My boy is a wanderer. After having a girl first, one that was nearly always attached to my side, I was not prepared for the terror of repeatedly having a child go missing in the blink of an eye.
Now he’s 13 years old, 7″ taller than me and weighs 210 pounds. He doesn’t wander often. In fact, I can’t seem to get him to wander… away from his computer, that is However, we are still prepared; despite the repetition of safety-based social stories and the fact that he prefers to stay in his room… there is always a chance he will impulsively go seek something outside and get caught up in it until he’s no longer sure where he is. There are also large events that we sometimes venture out to, when the odds are stacked in our favor and we have all our tools to make it a successful outing, that breed great opportunities for him to be lost in the crowd.
My son is verbal, but when something happens to him that deviates at all from his normal routine, he shuts down. He knows his name, address, and phone number, but when he’s in distress all he can process is what’s happening to him at that moment. He doesn’t think through asking critical questions or seeking help, he either shuts down exactly where he is or he goes. Like Forrest Gump goes – no idea where he’s going or what or who he’s trying to reach, he just goes.
So how would you respond to a 210-pound, stocky man child (that sometimes wears diapers because of crippling digestive and bowel issues) that cannot tell you his name, where he lives or what’s wrong?
In our case, you could scan him! (What?)
As a parent, I have researched myriad IDs and tracking devices for my child. I’m glad to see so many options available now – so many other parents stepping up to the plate and inventing products to keep their children safe. My son has extreme sensory issues (and I mentioned he’s a 13-year old boy)… he rarely keeps CLOTHES on. A clunky tracking device on him would not be there long.
If I Need Help has saved our bacon on more than one occasion! First of all, the creators are super cool, funny and awesome parents who, like many others, had a dire need to keep their own child safe. Secondly, the QR code patches and clothing were easily tolerated by my son! He actually loves the idea of having his own unique “code” and wears it with pride.
We didn’t make it to fireworks this year. The ones that went off in our neighborhood ALL DAY really put him into a bad sensory state. Together, with our terrified, Thundershirt-clad husky seeking shelter in the tub, we focused on calming routines instead of venturing out to the city’s festivities. ‘Twas quite a night.

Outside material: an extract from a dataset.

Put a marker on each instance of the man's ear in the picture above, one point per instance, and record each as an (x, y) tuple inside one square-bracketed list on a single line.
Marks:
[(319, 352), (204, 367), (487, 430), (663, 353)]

Last year, however, we went to the City of Chamblee fireworks and had a great time! Donning his QR code on a Minecraft shirt, our first stop at the festival was the police tent, where I introduced my son, explained he was Autistic, and told officers if they spotted him anywhere without me, they should scan his code with their smartphone. The QR code gives instant access to my son’s emergency information, I am able to change anything in his profile REAL TIME based on the scenario, and the entire thing can be emailed to searchers if he went missing. It is his unique ID, a way for him to communicate when he isn’t able.
One time, he was playing with the hose in our front yard and his sister apparently told him to get lost. Being literal like he is, he did just that. In the blink of an eye he was gone – no shirt, no shoes and soaking wet. It took a neighborhood search party, DeKalb PD and a lot of faith that day, but I got my son back safely.
He wasn’t wearing a shirt, so how could the QR code have helped? If I Need Help has some NEW products – they now have custom Dog Tags and ID cards that have the name, number and additional info printed on them along with the QR code. People who are more independent like these, but they are also good for people who do not keep their shirts on.
With the free sign up you can create a profile, edit it live in real time, send the profile to other caregivers, and print out your own code. Many people are printing their codes, laminating them and taping or glueing them to their phones, devices or anything else they keep with them regularly.